En el transcurso de la novela nos encontraremos con libros que adivinan el futuro, portales que permiten dar saltos temporales, la presencia de muertos que intentan ayudar a los vivos, y de paso contar fragmentos fundamentales de la convulsa historia de la ciudad de México.

Un elemento fundamental en esta historia lo componen las librerías de viejo, lugares llenos de misterio y de arcanos, y en una de ellas, llamada Inframundo, que es algo más que una librería, se situará un portal que da paso a otras realidades.

Con todos estos ingredientes el autor nos lanza en un viaje singular, que mezclará el thriller de aventuras con el género fantástico, en una combinación poderosa y delicada a la vez, pues narrará tanto episodios terribles, como nos ofrecerá momentos llenos de sensibilidad y emoción.

Pese a la originalidad del planteamiento fantástico, no podemos dejar de oír rememoranzas de grandes clásicos del fantástico como Lovecraft, en pasajes como el siguiente, en el que se describen los poderes del libro buscado…
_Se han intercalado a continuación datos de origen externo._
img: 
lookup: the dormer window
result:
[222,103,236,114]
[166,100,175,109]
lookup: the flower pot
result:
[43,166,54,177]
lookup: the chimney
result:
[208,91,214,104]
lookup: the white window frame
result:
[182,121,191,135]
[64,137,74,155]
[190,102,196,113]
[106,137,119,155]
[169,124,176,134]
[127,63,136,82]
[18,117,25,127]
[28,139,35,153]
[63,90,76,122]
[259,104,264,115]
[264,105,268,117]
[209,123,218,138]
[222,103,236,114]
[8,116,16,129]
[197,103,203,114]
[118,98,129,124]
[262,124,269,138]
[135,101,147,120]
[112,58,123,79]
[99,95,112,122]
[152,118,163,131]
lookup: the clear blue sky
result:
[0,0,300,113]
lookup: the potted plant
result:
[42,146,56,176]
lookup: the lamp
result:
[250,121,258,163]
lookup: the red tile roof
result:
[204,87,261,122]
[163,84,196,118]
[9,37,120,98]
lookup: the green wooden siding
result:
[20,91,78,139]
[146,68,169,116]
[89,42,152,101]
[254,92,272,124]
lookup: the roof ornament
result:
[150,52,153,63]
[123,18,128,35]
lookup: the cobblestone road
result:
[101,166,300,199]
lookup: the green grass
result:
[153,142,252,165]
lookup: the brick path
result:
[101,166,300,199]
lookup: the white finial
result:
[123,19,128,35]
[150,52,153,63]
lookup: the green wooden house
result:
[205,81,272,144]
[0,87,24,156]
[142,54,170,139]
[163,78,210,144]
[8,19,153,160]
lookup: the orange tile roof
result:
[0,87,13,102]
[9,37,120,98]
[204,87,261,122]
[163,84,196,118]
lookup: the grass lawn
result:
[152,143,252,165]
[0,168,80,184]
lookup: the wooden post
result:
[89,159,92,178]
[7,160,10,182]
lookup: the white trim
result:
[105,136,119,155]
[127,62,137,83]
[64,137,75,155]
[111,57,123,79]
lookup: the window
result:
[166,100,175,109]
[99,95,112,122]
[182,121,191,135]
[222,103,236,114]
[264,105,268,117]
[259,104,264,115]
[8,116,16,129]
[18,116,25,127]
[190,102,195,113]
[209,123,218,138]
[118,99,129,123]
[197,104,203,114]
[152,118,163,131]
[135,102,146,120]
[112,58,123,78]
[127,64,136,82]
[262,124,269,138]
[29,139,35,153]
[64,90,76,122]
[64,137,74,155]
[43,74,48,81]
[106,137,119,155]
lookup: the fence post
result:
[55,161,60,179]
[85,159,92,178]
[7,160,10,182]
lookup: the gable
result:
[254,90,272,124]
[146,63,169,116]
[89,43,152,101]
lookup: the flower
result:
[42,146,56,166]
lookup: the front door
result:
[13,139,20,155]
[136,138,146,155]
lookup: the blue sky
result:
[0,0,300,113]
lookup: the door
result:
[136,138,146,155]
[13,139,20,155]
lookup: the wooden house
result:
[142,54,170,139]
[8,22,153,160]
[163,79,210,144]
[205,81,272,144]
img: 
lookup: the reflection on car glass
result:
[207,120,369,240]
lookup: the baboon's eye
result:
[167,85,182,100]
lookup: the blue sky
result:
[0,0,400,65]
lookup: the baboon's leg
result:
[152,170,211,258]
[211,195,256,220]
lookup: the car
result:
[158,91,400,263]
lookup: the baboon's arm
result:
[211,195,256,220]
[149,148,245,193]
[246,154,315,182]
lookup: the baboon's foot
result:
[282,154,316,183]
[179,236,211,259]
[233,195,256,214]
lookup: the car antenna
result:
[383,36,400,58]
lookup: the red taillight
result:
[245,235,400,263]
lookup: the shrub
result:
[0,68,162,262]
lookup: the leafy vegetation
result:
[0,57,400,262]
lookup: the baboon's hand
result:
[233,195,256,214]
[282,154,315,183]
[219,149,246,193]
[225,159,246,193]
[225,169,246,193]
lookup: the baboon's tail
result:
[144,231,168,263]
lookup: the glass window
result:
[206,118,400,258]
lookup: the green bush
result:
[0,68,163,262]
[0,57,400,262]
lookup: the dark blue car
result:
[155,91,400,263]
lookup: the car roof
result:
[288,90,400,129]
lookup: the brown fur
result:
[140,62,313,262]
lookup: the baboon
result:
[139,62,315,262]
«Al pasar las hojas sintió que se hundía en un pozo de lodo y sangre, en un agujero primigenio donde numerosos seres eran paridos y devorados al mismo tiempo en un ciclo interminable. Sabía que era imposible, que su mente lo estaba traicionando. Devolvió el libro al anaquel. Jamás volvió a tocarlo.»

Pero el autor tiene una voz propia en ese afrontamiento de lo fantástico, en el que se transmite ironía y una cierta retranca, como por ejemplo, cuando se describe el origen de la capacidad de conectar con los muertos de Casasola:

«tu don, o maldición, según se vea, de comunicarte con los muertos proviene del hecho de que yo me acosté con un espíritu a través del cuerpo de una viva.»

Un elemento muy importante en esta narración es el recorrido que se hace de la historia de la ciudad de México, desde la época de la conquista hasta nuestros días, una urbe llena de vitalidad pero siempre sometida a terribles convulsiones, tanto sociales como físicas, y de la que se afirma:

«A esta ciudad le pesan sus muertos, y no es metáfora.»

Un elemento que recorre toda la narración está constituido por los ambivalentes sentimientos que el autor pone en los diversos protagonistas frente a la creación literaria y el afán bibliómano, y que van desde el planteamiento de una cierta futilidad de la literatura, al relato lleno de emoción del febril anelo que embarga a los buscadores de libros, que parecen conseguir más placer en la búsqueda en sí misma que en los tesoros encontrados.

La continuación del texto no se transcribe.